If the vector table is located in a region of memory that is cacheable, you must treat any load or store to the vector as self-modifying code and use cache maintenance instructions to synchronize the update to the data and instruction caches
If code in ITCM:
Core → ITCM (direct, no cache, deterministic)
If code in MAIN RAM:
Core → I-Cache → AXI → NoC → MAIN RAM
If code in HyperRAM:
Core → I-Cache → AXI → NoC → qSPI → HyperBus → HyperRAM
This path is:
- Longer
- Higher latency
- Dependent on qSPI configuration
- Dependent on burst mode
- Dependent on dummy cycles
Executing from HyperRAM means:
- Instruction fetch goes through I-Cache
- Cache miss triggers AXI burst
- AXI request goes through NoC
- Hits qSPI
- qSPI translates to HyperBus transaction
- HyperRAM returns data
If any of these is misconfigured:
- wrong latency
- no burst
- MPU region wrong
- cache disabled
- qSPI not in memory-mapped mode
→ HardFault / IBUSERR / PRECISERR
If your Cortex-M7 (ARMv7-M) crashes when executing code from HyperRAM, this is almost always a cache + MPU + memory attribute issue — not the CPU itself.
MPU not configured for executable memory
By default:
- External memory may be marked XN (Execute Never)
- Or as Device memory
- Or as Strongly Ordered
If MPU region is wrong → HardFault on first instruction fetch
Check:
- CFSR
- HFSR
- MMFSR
I-Cache enabled but memory marked non-cacheable
If:
- I-Cache ON
- HyperRAM region is Normal memory but incorrectly configured
You can get:
- Prefetch abort
- Bus fault
- Random crash
HyperRAM latency too slow for instruction fetch
HyperRAM is:
- High latency
- External
- Variable latency (refresh inside device)

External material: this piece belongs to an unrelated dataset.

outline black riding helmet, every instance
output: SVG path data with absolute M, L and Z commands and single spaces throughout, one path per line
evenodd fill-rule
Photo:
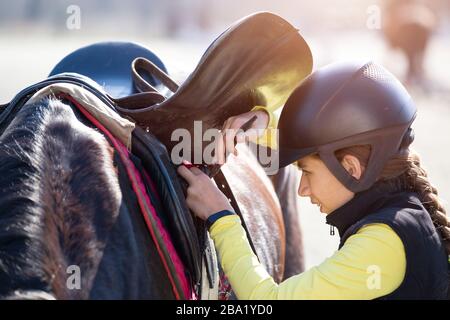
M 406 89 L 383 67 L 373 62 L 328 65 L 305 79 L 283 108 L 278 124 L 280 167 L 317 153 L 349 190 L 366 190 L 398 153 L 405 133 L 412 134 L 408 129 L 416 111 Z M 356 145 L 371 147 L 360 180 L 335 156 Z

- Instruction fetch is very timing sensitive.
If:
- Controller not configured for burst
- Latency too low
- Wrong dummy cycles
CPU fetch → invalid instruction → crash.
D-Cache coherence issue
If code was copied to HyperRAM D-Cache was not cleaned then execution jumps there and CPU fetches stale data.
You should:
SCB_CleanDCache_by_Addr(...)
SCB_InvalidateICache();
__DSB();
__ISB();
before jumping.
HyperRAM controller not configured for memory-mapped mode
Many OctoSPI/HyperBus controllers require:
- Memory-mapped mode enabled
- Proper wrap/burst configuration
- Linear addressing mode
If not → instruction fetch = garbage.